# 1840 Shaker Clock



## Bonka (Aug 28, 2010)

This is number eight. My wife and I have one more to go. I never want to see another one again.
It is made from cherry with Sutherland Wells polymerized tung oil. The movement is mechanical from KloKit. The dial was copied from the Internet and printed on resume paper. The knobs are from NiceKnobs.
Two years ago we made one for a wedding gift. The a friend and......you know how it goes. This is for our youngest son who is 40.
We have one more partially cut out. The couple that will get it do no know anything about it.
I do not recommend that anyone does this as we did. That is all we have really done. It sometimes went months before we could drag ourselves back into the shop and get to it.
Even after all the experience there are still screw ups.
My wife can read drawings and I can't until after a few a built. She also has the patience to fine tune things. 
Our marriage has survived and soon we will see 50 years together.
If anyone wants a copy of the dial PM me and I will send you one.


----------



## RainMan 2.0 (May 6, 2014)

Very nice looking clock you made there Jerry . And an early congrats on your 50th wedding anniversary ! 

My records three weeks lol , what's your secret


----------



## Semipro (Mar 22, 2013)

Very fine work Jerry, are all 9 the same


----------



## Bonka (Aug 28, 2010)

All the clocks are the same design. One was made from black walnut all of the others are cherry. The tones are different depending on the cherry used.


----------



## 64 ford (Apr 21, 2013)

Nice clock Jerry
Making several of anything does tend to take some of the fun out.


Rick- you made three weeks!
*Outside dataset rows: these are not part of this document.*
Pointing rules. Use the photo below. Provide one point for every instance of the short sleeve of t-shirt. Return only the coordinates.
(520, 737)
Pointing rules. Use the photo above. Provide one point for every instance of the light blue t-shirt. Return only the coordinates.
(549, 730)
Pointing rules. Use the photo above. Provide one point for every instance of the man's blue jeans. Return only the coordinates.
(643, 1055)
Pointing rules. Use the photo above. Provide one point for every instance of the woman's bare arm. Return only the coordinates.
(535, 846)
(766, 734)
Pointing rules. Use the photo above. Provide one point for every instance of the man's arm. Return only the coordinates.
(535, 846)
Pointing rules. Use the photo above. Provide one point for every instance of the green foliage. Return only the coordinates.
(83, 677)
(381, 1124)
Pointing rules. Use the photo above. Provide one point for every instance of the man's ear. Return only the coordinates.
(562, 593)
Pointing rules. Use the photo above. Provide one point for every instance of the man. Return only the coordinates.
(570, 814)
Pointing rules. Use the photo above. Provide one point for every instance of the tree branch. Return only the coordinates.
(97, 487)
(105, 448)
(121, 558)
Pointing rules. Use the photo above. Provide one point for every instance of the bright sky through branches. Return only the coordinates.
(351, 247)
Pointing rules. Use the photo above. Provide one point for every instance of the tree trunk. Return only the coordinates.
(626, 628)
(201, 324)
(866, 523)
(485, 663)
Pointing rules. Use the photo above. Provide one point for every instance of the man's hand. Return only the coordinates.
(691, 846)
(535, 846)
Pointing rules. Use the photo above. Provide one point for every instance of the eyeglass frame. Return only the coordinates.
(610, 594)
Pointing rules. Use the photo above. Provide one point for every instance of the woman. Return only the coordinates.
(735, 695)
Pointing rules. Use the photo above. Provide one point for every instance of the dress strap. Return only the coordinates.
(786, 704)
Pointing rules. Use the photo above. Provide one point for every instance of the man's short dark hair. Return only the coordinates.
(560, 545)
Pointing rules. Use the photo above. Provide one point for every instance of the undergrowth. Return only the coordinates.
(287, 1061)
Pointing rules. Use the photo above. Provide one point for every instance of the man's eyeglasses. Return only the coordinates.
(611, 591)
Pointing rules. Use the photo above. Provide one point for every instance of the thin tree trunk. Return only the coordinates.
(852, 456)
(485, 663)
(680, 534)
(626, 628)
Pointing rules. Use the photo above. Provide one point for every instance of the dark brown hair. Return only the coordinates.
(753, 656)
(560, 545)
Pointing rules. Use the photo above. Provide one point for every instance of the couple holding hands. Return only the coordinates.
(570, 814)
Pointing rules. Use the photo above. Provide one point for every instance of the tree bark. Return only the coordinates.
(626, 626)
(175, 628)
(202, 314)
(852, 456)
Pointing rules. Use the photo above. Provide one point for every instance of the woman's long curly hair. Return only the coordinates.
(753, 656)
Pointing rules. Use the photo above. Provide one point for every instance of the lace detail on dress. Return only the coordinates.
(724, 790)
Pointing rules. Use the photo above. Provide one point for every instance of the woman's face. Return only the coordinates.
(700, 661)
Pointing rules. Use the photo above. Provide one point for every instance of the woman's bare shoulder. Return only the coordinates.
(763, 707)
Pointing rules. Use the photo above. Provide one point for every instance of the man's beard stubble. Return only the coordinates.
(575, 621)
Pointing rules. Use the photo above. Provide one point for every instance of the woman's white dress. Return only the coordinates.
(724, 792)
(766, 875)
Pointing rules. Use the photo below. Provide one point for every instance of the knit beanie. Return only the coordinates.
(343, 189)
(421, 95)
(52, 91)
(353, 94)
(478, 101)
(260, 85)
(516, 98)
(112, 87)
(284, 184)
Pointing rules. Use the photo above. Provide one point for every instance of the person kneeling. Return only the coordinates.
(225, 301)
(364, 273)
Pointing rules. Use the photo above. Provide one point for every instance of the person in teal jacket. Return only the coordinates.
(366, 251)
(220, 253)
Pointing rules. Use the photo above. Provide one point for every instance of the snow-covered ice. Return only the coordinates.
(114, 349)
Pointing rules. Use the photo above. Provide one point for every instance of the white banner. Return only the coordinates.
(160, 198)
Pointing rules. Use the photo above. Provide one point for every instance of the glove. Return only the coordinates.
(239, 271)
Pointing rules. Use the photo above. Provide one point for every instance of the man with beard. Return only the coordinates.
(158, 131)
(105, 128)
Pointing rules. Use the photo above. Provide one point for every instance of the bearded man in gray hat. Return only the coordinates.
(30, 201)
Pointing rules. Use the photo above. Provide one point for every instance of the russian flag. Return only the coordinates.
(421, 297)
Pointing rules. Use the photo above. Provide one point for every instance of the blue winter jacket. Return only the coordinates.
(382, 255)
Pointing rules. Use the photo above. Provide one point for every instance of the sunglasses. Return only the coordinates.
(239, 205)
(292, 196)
WOW. That's the average length of a Hollywood marriage!
Dennis


----------



## GregLittleWoodworks (Dec 9, 2014)

Very nice clock...I like the storage cabinet beneath the dial also...and Congratulations on the 50 years of marriage...


----------



## Bonka (Aug 28, 2010)

I tell my wife that I married her to upgrade her family.


----------



## Bonka (Aug 28, 2010)

The area beneath the clock face is for the pendulum. It would, for me, be almost blasphemes to install an electric anything in this clock.
The original designer was Isaac Newton Young, New Lebanon, NY in the Shaker village.
He only made 16 of them.
How would you like to have one of the originals?


----------